世界は楽しみに満ちている。

ヨーロッパ在住の会社員の雑記帳です。ジャンル問わず好きなこと書いてます。

ネットの中の嘘と本当

突然ですが、この写真を見たことがありますでしょうか。

たぶん、Facebookやってるほとんどの人が、誰かがシェアしているのを見かけたことがあるのではないでしょうか。詳細は省きますが、人種差別をシニカルに批判したスチュワーデスさんの対応が描かれたストーリーで、これを読んだ人たちはみんな”いいね!”やコメントをたくさん残し、まさに拍手喝采という状況がWeb上で起こっています。

そんな現象に一石を投じたのが下記の記事。

Facebookはバカばかり

そう、この話はデマ。正確には、元ネタがあって、それに色んな脚色が付け加えらたお話のようです。
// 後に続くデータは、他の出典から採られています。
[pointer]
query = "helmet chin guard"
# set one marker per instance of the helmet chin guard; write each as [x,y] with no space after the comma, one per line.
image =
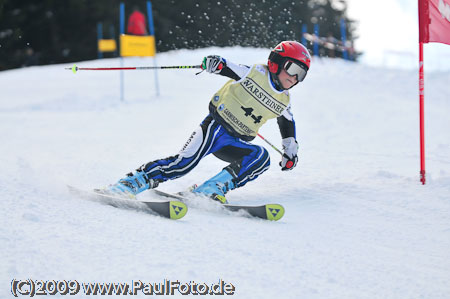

デマと言えば、ちょっと前にゲーセンで出会った不思議な子の話という話が2ちゃんやはてな界隈で大変盛り上がり、自分もこのお話を読んで痛く感動しましたが、これもデマである可能性が非常に高いとされています。それでも大変多くの人がこの話に感動し、リツイートとはてぶの嵐となりました。

この現象を皮肉った記事で有名なのがこちらですね。

実話として流通する嘘に大喜びする愚民


正直、自分は話が本当だろうが嘘だろうが、面白ければそれで良いと思ってます。人種差別の話だって良い話なので1つの例として引用すれば良いと思いますし、ゲーセンの話もフィクションだとしても良く出来ていますし、読んでて楽しいので文庫化されるといいのになーと思っています。

ですが、同時に少し怖さを感じます。

この2つの例は信じたからといって特に何か害があるわけではないですが、これがもし、命に関わる重要な話であったなら。社会をパニックに陥れるような話であったら。

震災の後、放射線を含んだ雨が降るといった悪質なデマが広まり、たくさんリツイートされました。言うまでもないですが、Facebookで良いなーと思った話(実はデマ)をシェアするのと、放射線に関するデマ情報をリツイートするのは、質こそ違えどやっていることは全く同じなのです。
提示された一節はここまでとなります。